Satan and Adam honed their act as street musicians for four years. Then, at Mr. Gussow’s urging, they embarked on a more professional career.

They played a celebrated show at the New Orleans Jazz and Heritage Festival in 1991; released a trio of raw-sounding albums, beginning with “Harlem Blues” that same year; and toured widely. They appeared briefly in U2’s 1988 tour documentary, “Rattle and Hum.” And they were the subjects of both the Netflix documentary and a 1998 memoir by Mr. Gussow, “Mister Satan’s Apprentice.”

V. Scott Balcerek, who directed the film, first encountered the duo in 1992 at a club in Pittsburgh. “I was blown away by the sound these two people could make,” he said.

Mr. Gussow called Mr. Magee “the greatest one-man blues band that America has produced.” Credit…Eve Edelheit for The New York Times

Sterling Magee was born on May 20, 1936, in Mount Olive, Miss., in the south-central part of the state, to Guy and Lena (Rowe) Magee. His mother, a Baptist, scolded him for playing secular music on the piano, and he developed a lifelong dislike of organized religion, which he viewed as hypocritical.

Parts of Mr. Magee’s career and personal life remain a mystery. He joined the Air Force after high school and, upon his discharge, moved to St. Petersburg, Fla., where his family had relocated. He played local clubs billed as Five Fingers Magee, he told Mr. Gussow, because of his virtuosic technique.

“He prided himself on having invented a new way of playing,” Mr. Gussow said. “He didn’t bend strings like B.B. or Albert King. He moved chord forms back and forth really quick, and used drone strings. He could keep the chord thing going and drill high treble stuff for emphasis.”

Mr. Magee recorded some singles for Tangerine Records in the 1960s but later maintained that they never received any promotion because Ray Charles, the founder of the label, didn’t like other artists to outshine him. He became disillusioned by the music industry as a result.

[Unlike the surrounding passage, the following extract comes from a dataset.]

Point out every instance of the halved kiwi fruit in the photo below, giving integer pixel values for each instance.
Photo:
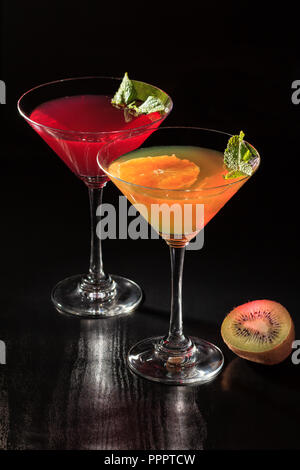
(260, 331)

Mr. Magee bounced around during the 1970s, variously living in New York, Mississippi and Florida. His wife, Betty, died of cancer, an experience that traumatized him. He re-emerged as Mr. Satan in 1979 and over the years gave varying explanations for his identity change.

“It wasn’t a thing I decided,” he told The Chicago Sun-Times in 1992. “A transition came over me.”

In addition to his sister Janet, Mr. Magee is survived by a brother, Guy Jr., and two other sisters, Mary Latortue and Martha Travis.

Mr. Magee suffered a nervous breakdown in 1998 and disappeared without telling Mr. Gussow, seemingly ending the duo’s career. Mr. Balcerek, who by then had started filming his documentary, eventually found Mr. Magee living in a nursing home in Gulfport, Fla.

Mr. Magee and Mr. Gussow reunited to play gigs in recent years, including a return to the New Orleans festival in 2013. And Mr. Balcerek resumed working on his film, capturing an artist who was slowed by time and health problems but still musically forceful and still embracing the moment.

“For us to try to figure out tomorrow is a waste of efforts,” Mr. Magee said in the film. “Let it flow, go with the flow and it’ll work out.”

Mr. Balcerek observed: “Sterling’s thing was really about sharing music and all that he had, so that people could turn around and spread more joy and love and gratitude in their own lives. For a person named Satan, his persona was the opposite.”